Look for businesses with good returns on equity. Don't fall into a peak earnings trap. Pick up tricks along the way, such as this tip for comparing the intrinsic value of two stocks.
Basically, just take advantage of tax shelters like your 401(k) plan, invest as much as you can, get free matching money, and let time and compounding do the rest. Control your expenses so you aren't paying a lot to banks and brokerage firms. It's really not very hard, to paraphrase one of my favorite investors.
Monday April 30, 2012
A few moments ago, I posted about the massive dividend tax increase Americans face next year, with dividend tax rates jumping from 15% to 43.4% plus state income taxes, depending on where you live. It doesn't stop there. When the clock strikes midnight at the end of this year, Americans will face what the news media is rightfully calling Taxmageddon. It is a staggering increase in taxes across the board, many of which will fall squarely on the poor and middle class.
- Personal payroll taxes will increase, with the typical American family paying at least $1,000 in cash more to the IRS
- Personal income tax brackets will increase, with the top tax rate going to 39.6%
- Estate taxes will go from the current 0% rate to 55%
- The Alternative Minimum Tax (AMT) patch that kept middle class families from paying higher taxes meant to be paid by the rich
- The 100% business tax expensing depreciation tax rule, that rewards small businesses for taking risk and investing in expansion now to help the recovery
- There will be a new 3.8% tax on your investment income to pay for the health care reform law
The situation is so bad, that the chief economist for Moody's believes that it will result in at least 3% drag on GDP, cutting severely into the economic recovery and job creation. Once again, the people who will be able to sidestep most of the tax increases will be those who can hire expensive lawyers and accountants to shelter their income. For investors who want to live off their income investing portfolio, it would be an unmitigated disaster.
Monday April 30, 2012
You read that correctly. It is possible that you might have to part with a staggering 43.4% of your personal dividend income beginning on 2013 because Congress continues to spend money it doesn't have to pay for services the American people don't want. This is one of the reasons that, as we discussed a few minutes ago, Wall Street is having a dividend party. Companies are distributing cash while they can. The whole thing is asinine. Who would risk a recovery by allowing one of the biggest tax increases in American history to happen?

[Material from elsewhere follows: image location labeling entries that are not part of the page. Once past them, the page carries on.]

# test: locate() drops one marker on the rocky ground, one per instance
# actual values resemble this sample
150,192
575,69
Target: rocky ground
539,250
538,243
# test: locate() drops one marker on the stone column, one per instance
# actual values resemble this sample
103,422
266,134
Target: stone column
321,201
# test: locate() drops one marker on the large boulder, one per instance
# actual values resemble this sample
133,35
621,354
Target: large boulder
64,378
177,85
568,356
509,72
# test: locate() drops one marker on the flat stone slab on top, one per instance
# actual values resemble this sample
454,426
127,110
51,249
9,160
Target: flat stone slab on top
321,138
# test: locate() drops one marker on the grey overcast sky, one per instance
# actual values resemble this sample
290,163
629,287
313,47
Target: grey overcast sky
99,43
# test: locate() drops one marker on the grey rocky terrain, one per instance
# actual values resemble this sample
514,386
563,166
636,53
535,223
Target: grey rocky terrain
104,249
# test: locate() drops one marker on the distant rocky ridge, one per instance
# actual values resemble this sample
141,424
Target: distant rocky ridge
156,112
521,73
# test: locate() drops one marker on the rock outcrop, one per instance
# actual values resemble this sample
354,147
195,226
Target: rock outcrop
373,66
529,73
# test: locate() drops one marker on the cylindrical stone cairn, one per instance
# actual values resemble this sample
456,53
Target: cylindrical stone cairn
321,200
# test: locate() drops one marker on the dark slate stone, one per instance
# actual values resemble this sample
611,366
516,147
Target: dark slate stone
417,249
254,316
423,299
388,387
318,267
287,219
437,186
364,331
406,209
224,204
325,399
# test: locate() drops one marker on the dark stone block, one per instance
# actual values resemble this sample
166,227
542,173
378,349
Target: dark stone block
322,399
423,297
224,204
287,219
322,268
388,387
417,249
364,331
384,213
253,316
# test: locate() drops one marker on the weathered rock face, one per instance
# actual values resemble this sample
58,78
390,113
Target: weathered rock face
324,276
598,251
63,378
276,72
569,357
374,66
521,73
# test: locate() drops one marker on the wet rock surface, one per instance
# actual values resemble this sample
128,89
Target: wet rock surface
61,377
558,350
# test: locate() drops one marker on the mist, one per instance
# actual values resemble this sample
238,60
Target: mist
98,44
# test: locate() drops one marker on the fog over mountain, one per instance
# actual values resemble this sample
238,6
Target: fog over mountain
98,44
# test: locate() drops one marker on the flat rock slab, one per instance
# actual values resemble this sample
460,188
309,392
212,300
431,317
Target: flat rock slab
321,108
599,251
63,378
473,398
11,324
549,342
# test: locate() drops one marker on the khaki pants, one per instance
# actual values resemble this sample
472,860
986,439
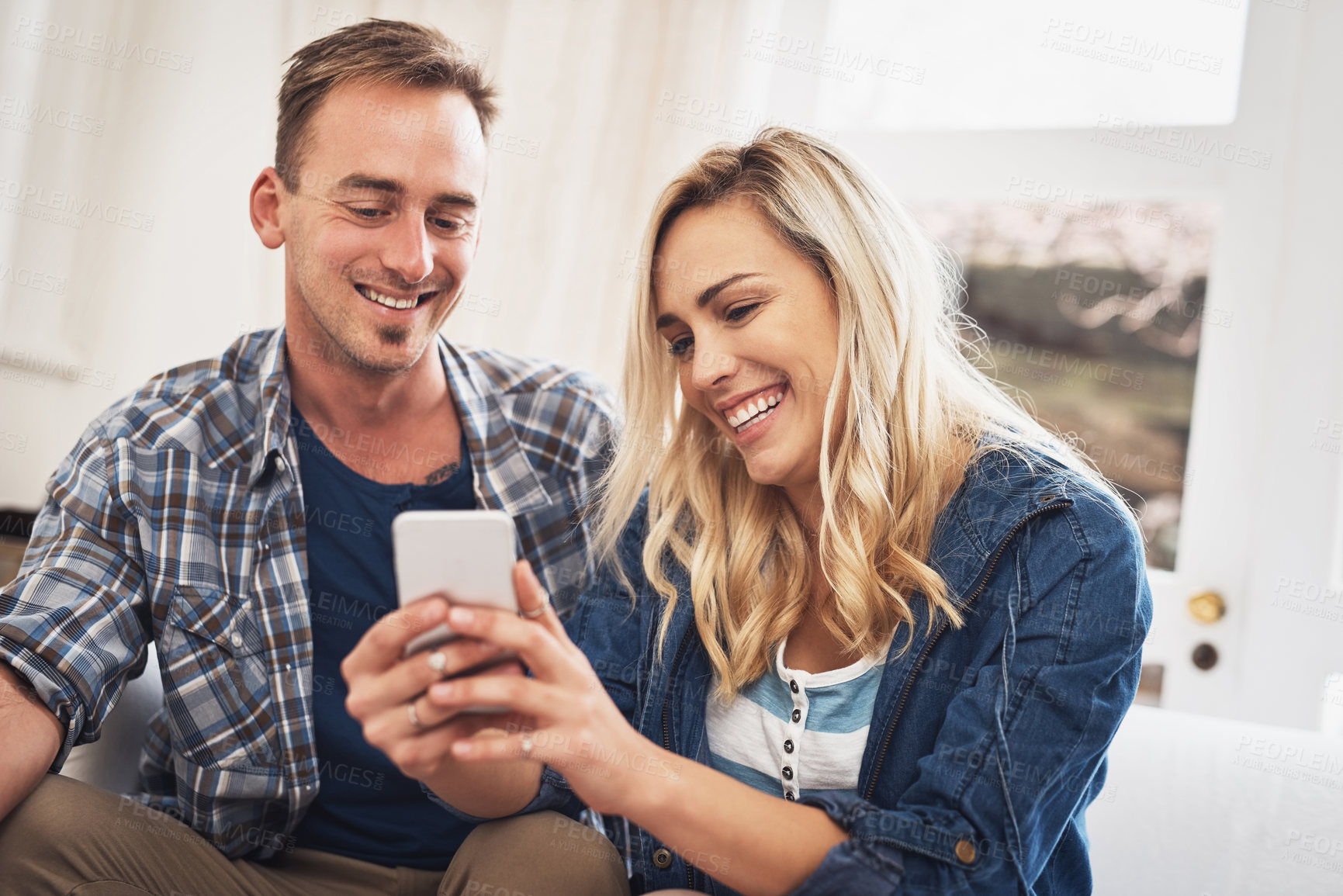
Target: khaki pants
69,839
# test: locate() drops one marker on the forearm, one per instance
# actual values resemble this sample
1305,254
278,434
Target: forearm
486,790
756,844
29,739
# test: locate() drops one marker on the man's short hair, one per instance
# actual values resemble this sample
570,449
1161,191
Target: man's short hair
371,53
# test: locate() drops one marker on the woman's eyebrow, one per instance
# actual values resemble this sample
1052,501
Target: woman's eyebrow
705,297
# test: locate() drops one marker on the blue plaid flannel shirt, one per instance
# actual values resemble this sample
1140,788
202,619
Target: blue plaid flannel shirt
178,521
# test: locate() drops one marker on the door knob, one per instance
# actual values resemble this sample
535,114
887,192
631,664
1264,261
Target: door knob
1208,606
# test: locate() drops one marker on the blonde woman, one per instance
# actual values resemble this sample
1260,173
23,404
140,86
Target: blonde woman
865,626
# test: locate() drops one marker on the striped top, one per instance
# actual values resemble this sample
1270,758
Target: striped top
795,732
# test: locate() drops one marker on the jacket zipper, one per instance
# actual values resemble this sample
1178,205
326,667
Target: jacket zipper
909,681
666,725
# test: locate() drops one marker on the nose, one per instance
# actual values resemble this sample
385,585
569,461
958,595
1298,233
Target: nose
711,365
409,250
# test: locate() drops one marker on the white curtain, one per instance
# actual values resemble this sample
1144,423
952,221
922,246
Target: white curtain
130,135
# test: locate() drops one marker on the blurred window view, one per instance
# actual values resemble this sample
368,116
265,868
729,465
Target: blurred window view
1093,310
973,64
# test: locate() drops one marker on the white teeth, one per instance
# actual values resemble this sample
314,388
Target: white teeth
753,410
389,301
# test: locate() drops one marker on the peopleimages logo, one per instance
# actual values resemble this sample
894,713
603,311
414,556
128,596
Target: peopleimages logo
66,203
95,42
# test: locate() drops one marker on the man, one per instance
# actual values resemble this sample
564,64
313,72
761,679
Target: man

To learn more about how the math works, and how big your bill might be, read Dividend Tax Rates Might Increase from 15% to 43.4% on January 1st, 2013.
Monday April 30, 2012
Over the past few years, corporate America has generated trillions of dollars in excess cash and parked that money in the bank (or, at the very least, Treasury bonds and other cash equivalents). Companies ranging from technology giants to conglomerates have hoarded their liquidity, terrified of a repeat of the Great Recession of 2008.
Lately, it seems like every Board of Directors on Wall Street has finally decided to finally release some of the coins that have been piling up in the treasury. How are they doing it? By announcing large dividend increases. Johnson & Johnson announced its 50th consecutive annual dividend increase, bumping the payout to investors by 7%. ExxonMobil recently announced a staggering quarterly dividend increase of 21%, making for a rich payday if you happen to hold a considerable amount of the oil and natural gas giant's shares. Chevron announced an 11% rise in its dividend. IBM raised its quarterly dividend by 13%. The list goes on and on ... it is a dividend party and stockholders who were buying during the crash that reached a bottom in March of 2009 are reaping the benefits.
If your focus is on passive income with a specialty in dividend stocks, the first four months of the year have been off to a great start.